TOKYO, Nov. 8 (Seal News) — Household spending in Japan increased at the fastest pace on record in September from a year earlier, as a consumption tax hike from eight to 10 percent starting Oct. 1 spurred last-minute buying, the government said in a report on Friday.

According to the Ministry of Internal Affairs and Communications, household spending jumped 9.5 percent in the recording month to 300,609 yen (2,750 U.S. dollars), marking the 10th successive month of increase and the highest year-on-year rise in real terms since comparable data became available.

Economists here said that demand ahead of the latest tax hike, as compared to the previous consumption tax hike from five to eight percent in April 2014, saw consumers dash to purchase goods in the month ahead of the hike.

This was in contrast to Cabinet ministers saying previously that there was no major last-minute spike in demand.

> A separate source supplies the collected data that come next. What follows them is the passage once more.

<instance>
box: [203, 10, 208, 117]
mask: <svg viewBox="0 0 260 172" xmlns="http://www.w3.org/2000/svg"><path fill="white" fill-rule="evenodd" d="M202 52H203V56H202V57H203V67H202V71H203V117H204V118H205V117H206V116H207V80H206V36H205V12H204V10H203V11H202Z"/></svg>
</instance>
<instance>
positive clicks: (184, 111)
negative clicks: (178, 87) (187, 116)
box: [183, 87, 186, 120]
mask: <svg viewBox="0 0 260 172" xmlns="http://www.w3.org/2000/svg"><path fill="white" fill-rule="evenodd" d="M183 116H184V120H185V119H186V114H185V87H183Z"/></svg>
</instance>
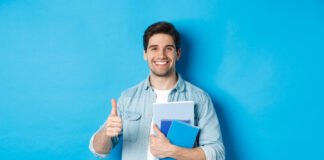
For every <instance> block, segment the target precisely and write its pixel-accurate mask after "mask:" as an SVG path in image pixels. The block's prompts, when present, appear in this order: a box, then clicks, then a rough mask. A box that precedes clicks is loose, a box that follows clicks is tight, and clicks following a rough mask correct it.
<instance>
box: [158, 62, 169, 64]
mask: <svg viewBox="0 0 324 160" xmlns="http://www.w3.org/2000/svg"><path fill="white" fill-rule="evenodd" d="M155 63H156V64H166V62H155Z"/></svg>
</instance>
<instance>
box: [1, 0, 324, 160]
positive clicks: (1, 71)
mask: <svg viewBox="0 0 324 160" xmlns="http://www.w3.org/2000/svg"><path fill="white" fill-rule="evenodd" d="M323 16H324V3H323V1H321V0H297V1H293V0H281V1H278V0H248V1H241V0H199V1H198V0H127V1H126V0H125V1H123V0H122V1H112V0H95V1H94V0H69V1H67V0H53V1H49V0H47V1H43V0H0V159H3V160H20V159H21V160H35V159H46V160H65V159H66V160H74V159H75V160H94V159H97V158H96V157H95V156H94V155H93V154H92V153H91V152H90V151H89V149H88V145H89V140H90V137H91V136H92V134H93V133H94V132H95V131H96V130H97V129H98V127H99V126H100V125H101V124H102V123H103V122H104V121H105V120H106V118H107V117H108V115H109V113H110V110H111V106H110V100H111V98H118V97H119V96H120V94H121V92H122V91H123V90H125V89H127V88H129V87H132V86H134V85H136V84H137V83H139V82H140V81H141V80H143V79H145V78H146V77H147V76H148V74H149V70H148V65H147V62H146V61H144V59H143V45H142V36H143V32H144V30H145V29H146V28H147V27H148V26H149V25H150V24H152V23H155V22H158V21H168V22H171V23H173V24H174V25H175V26H176V28H177V29H178V30H179V32H180V34H181V36H182V42H181V47H182V57H181V59H180V61H178V62H177V71H178V72H179V73H180V74H181V75H182V77H183V78H185V79H186V80H187V81H189V82H191V83H193V84H195V85H197V86H198V87H200V88H202V89H203V90H205V91H206V92H208V93H209V95H210V96H211V97H212V100H213V103H214V106H215V109H216V112H217V115H218V118H219V121H220V124H221V130H222V134H223V141H224V144H225V148H226V158H227V160H273V159H277V160H287V159H295V160H297V159H298V160H303V159H309V160H313V159H314V160H315V159H324V156H323V153H322V151H323V143H324V141H323V135H324V132H323V131H324V128H323V121H324V118H323V114H324V112H323V111H324V102H323V98H324V94H323V92H324V87H323V86H324V85H323V82H324V75H323V69H324V64H323V60H324V56H323V55H324V49H323V46H324V43H323V42H324V41H323V37H324V33H323V32H324V21H323V18H324V17H323ZM121 143H122V142H121ZM120 153H121V145H120V144H119V145H118V146H117V147H116V148H115V149H114V150H113V152H112V153H111V156H110V157H109V158H107V159H110V160H118V159H120V158H121V154H120Z"/></svg>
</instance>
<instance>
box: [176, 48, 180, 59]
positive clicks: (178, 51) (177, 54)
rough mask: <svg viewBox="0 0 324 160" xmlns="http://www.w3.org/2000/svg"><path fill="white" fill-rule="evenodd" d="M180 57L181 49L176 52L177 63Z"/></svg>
mask: <svg viewBox="0 0 324 160" xmlns="http://www.w3.org/2000/svg"><path fill="white" fill-rule="evenodd" d="M180 56H181V48H179V49H178V51H177V58H176V60H177V61H178V60H179V59H180Z"/></svg>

Prior to the 2014 tax hike, demand started to rise notably six months in advance. This time around, however, hasty buying in the last month before the tax hike was stronger than expected, economists here explained.

Spending on household durable goods, including but not limited to refrigerators and air conditioners, saw a significant uptick in the recording month, the ministry said, although added that it was spending on transportation and telecommunication-linked items like travel passes and mobile phones that contributed the most to the record increase.

Household spending is a key indicator of private consumption and accounts for more than half of Japan’s gross domestic product.